The response from the president and his top aides, according to Mr. Morial, has been muted.
“You don’t get much of a response,” he said. “I think there’s a reluctance to telegraph future moves.”
Mr. Biden has used soaring language to match the base’s passion on certain issues.
“Every life that is taken by a bullet pierces the soul of our nation,” the president said in May after a mass shooting in San Jose, Calif. He also referred to gun violence in America as an “epidemic” that required urgent action.
This month, after the Supreme Court declined to block a Texas law prohibiting most abortions, Mr. Biden called the decision an “unprecedented assault on a woman’s constitutional rights.”

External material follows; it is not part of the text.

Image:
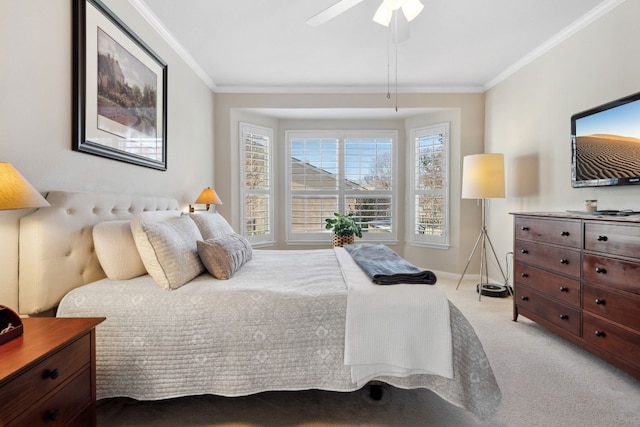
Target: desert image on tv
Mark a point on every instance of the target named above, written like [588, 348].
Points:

And in a summer speech on voting rights, he framed the movement to suppress and subvert the right to vote as “an assault on democracy, an assault on liberty, an assault on who we are — who we are as Americans” and said it was “threatening the very foundation of our country.”
But the question remains: What comes next?
Mr. Biden is approaching a crossroads moment for his domestic agenda, where he has already had to trim back his policy goals on the minimum wage, electoral safeguards and criminal justice reform in the face of resistance from Republicans as well as members of his own party.
This month, the president admitted a stunning defeat for his gun-control agenda when he had to pull his pick to run the Bureau of Alcohol, Tobacco, Firearms and Explosives after he could not muster enough support for the nomination in the Democratic-controlled Senate.
Jen Psaki, the White House press secretary, has said that growing frustration among gun safety advocates should be “vented at the members of the House and Senate who voted against the measures the president supports, and we’d certainly support their advocacy in that regard.”